I did a bit of normalisation at uni and the way were were taught was that repeating groups were removed into a seperate relation to achieve 1FN (method one), but in several books i've bought to help with a learning project they use a different method of adding another qualifying attribute (method two) to the flat database creating a Compostite Key (thus repeating data in rows which I was taught not to do). To confuse things further I have another book which advocates the method I was originally taught.... which is the right method or are they interchangable....? (and have I got them right?)

To illustrate the problem I'll show the relations at each stage (no idea what the correct way to represent an underline for the keys so I'll use a # before attribute name).

It's a basic CD library application that I'm using as a learning project (i've also removed some attibutes like address1, 2, forename etc to save space here).

Un-normalised:

LoanNo. Surname, Telephone, E-mail, DateOut, DueBack Artist, Title, Label, DateBought (repeating groups)

1NF First Method:

Loans(#LoanNo, Surname, Telephone, E-mail, DateOut, DueBack) CDs Borrowed(#LoanNo, #cdID, Artist, Title, Label, DateBought)

We were taught to remove the repeating groups, create an attribute (in this case cdID) to replace the muliple values (Artist, Title, DateBought) that make up the qualifying value to the LoanNo.

1NF Second Method:

Loans(#LoanNo, #cdID, Surname, Telephone, E-mail, DateOut,

        DueBack, Artist, Title, Label, DateBought)

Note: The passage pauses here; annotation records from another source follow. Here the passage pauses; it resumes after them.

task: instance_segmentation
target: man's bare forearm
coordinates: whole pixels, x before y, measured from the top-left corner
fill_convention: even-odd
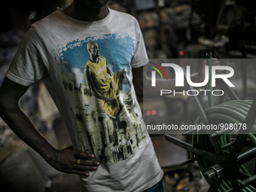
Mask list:
[[[39,134],[18,105],[28,87],[8,78],[4,80],[0,87],[0,117],[18,137],[53,165],[57,150]]]
[[[54,164],[57,150],[39,134],[18,105],[2,105],[0,116],[19,138],[35,149],[50,165]]]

Where cdID is again the qualifying attribute.

2NF Both Methods

Loans(#LoanNo, Surname, Telephone, E-mail, DateOut, DueBack) CDs Borrowed(#LoanNo, #cdID)
CDs Bought(#cdID, Artist, Title, Label, DateBought)

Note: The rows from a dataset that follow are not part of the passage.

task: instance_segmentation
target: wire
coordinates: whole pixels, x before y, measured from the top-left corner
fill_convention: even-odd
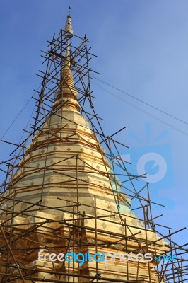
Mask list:
[[[125,92],[125,91],[122,91],[121,89],[119,89],[119,88],[117,88],[117,87],[115,87],[115,86],[112,86],[111,84],[110,84],[110,83],[106,83],[105,81],[102,81],[102,80],[101,80],[101,79],[98,79],[98,78],[96,78],[96,77],[94,76],[92,76],[92,77],[93,77],[93,79],[97,79],[98,81],[101,81],[101,82],[103,83],[105,83],[106,85],[110,86],[111,88],[113,88],[116,89],[117,91],[120,91],[121,93],[124,93],[124,94],[126,94],[127,96],[129,96],[131,97],[132,98],[134,98],[134,99],[135,99],[135,100],[138,100],[138,101],[139,101],[139,102],[141,102],[142,103],[146,104],[146,105],[150,106],[150,107],[151,107],[152,108],[155,109],[156,110],[160,111],[160,112],[162,112],[162,113],[163,113],[163,114],[165,114],[166,115],[168,115],[168,116],[169,116],[169,117],[171,117],[172,118],[174,118],[174,119],[177,120],[177,121],[180,121],[180,122],[182,122],[182,123],[184,123],[184,124],[185,124],[185,125],[188,125],[188,122],[184,122],[184,121],[183,121],[182,120],[179,119],[179,118],[177,118],[177,117],[173,116],[173,115],[172,115],[171,114],[169,114],[169,113],[168,113],[168,112],[165,112],[165,111],[161,110],[160,109],[158,108],[157,107],[155,107],[155,106],[153,106],[153,105],[151,105],[151,104],[146,103],[146,101],[143,101],[142,100],[141,100],[141,99],[139,99],[139,98],[136,98],[135,96],[132,96],[132,95],[131,95],[131,94],[129,94],[129,93],[127,93],[127,92]]]
[[[175,129],[175,130],[177,130],[177,131],[181,132],[182,134],[186,134],[187,136],[188,136],[188,133],[187,133],[187,132],[184,132],[184,131],[182,131],[181,129],[178,129],[178,128],[177,128],[177,127],[172,126],[172,125],[167,123],[167,122],[165,122],[164,120],[158,118],[157,117],[151,114],[151,113],[148,113],[147,111],[145,111],[145,110],[143,110],[139,108],[139,107],[134,105],[134,104],[130,103],[129,102],[128,102],[128,101],[127,101],[126,100],[124,100],[123,98],[122,98],[122,97],[120,97],[120,96],[118,96],[117,95],[116,95],[116,94],[112,93],[111,91],[107,91],[107,89],[105,89],[105,88],[102,88],[102,86],[99,86],[98,83],[94,83],[94,82],[93,82],[93,83],[95,84],[95,85],[98,86],[99,88],[100,88],[101,89],[102,89],[102,90],[105,91],[107,92],[107,93],[110,93],[110,95],[112,95],[112,96],[115,96],[117,98],[120,99],[121,100],[126,102],[126,103],[127,103],[127,104],[129,104],[129,105],[134,107],[134,108],[138,109],[139,111],[143,112],[143,113],[145,113],[145,114],[146,114],[146,115],[148,115],[152,117],[153,118],[154,118],[154,119],[155,119],[155,120],[157,120],[161,122],[162,123],[166,125],[167,126],[170,127],[171,128],[172,128],[172,129]]]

The second method required me to split the relation twice to get it the same is this right?

3NF Both Methods

Loans(#LoanNo, BorrowerID, DateOut, DueBack) Borrower(#BorrowerID, Telephone, E-mail) CDs Borrowed(#LoanNo, #cdID)
CDs Bought(#cdID, releaseID, DateBought) Released CDs(releaseID, Artist, Title, Label)

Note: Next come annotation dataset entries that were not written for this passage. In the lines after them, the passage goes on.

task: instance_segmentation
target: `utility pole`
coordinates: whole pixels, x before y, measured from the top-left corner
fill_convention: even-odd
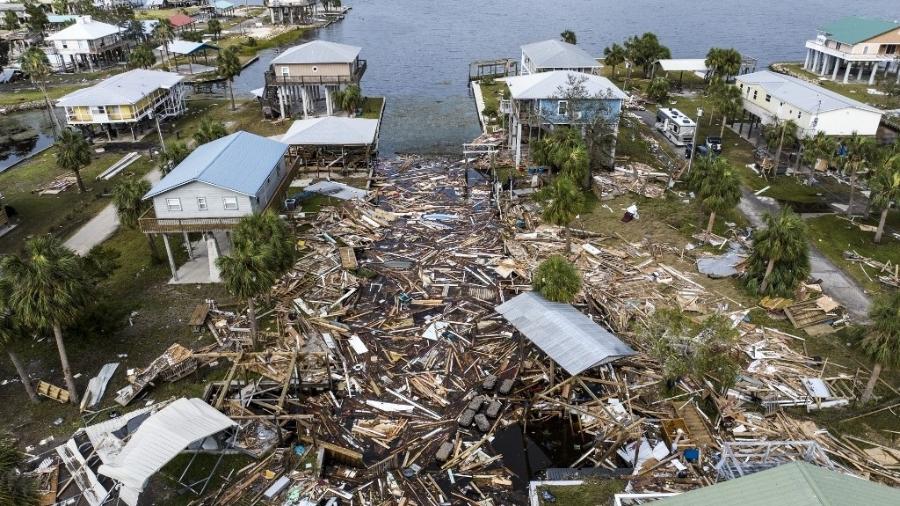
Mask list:
[[[691,143],[691,155],[688,158],[688,170],[687,173],[691,173],[691,166],[694,165],[694,156],[697,154],[697,132],[700,131],[700,118],[703,117],[703,109],[697,109],[697,126],[694,127],[694,140]]]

The second more real problem was that I tried playing around with a diagramming tool ad it said that the CDs Borrowed relation didn't have a primary key.... and wont let you define a Composite Key as such. This suggests that somewhere in the above I've mucked it up? Although I can't see where and adding another specific Key to the relation would seem a bit redundant?

Anyway hope this has been clear enough for someone to help.... i'm being asked more and more to put together databases as part of my job (always ducked it so far) and I'd prefer to get to grips with things properly so that I feel confident doing database work.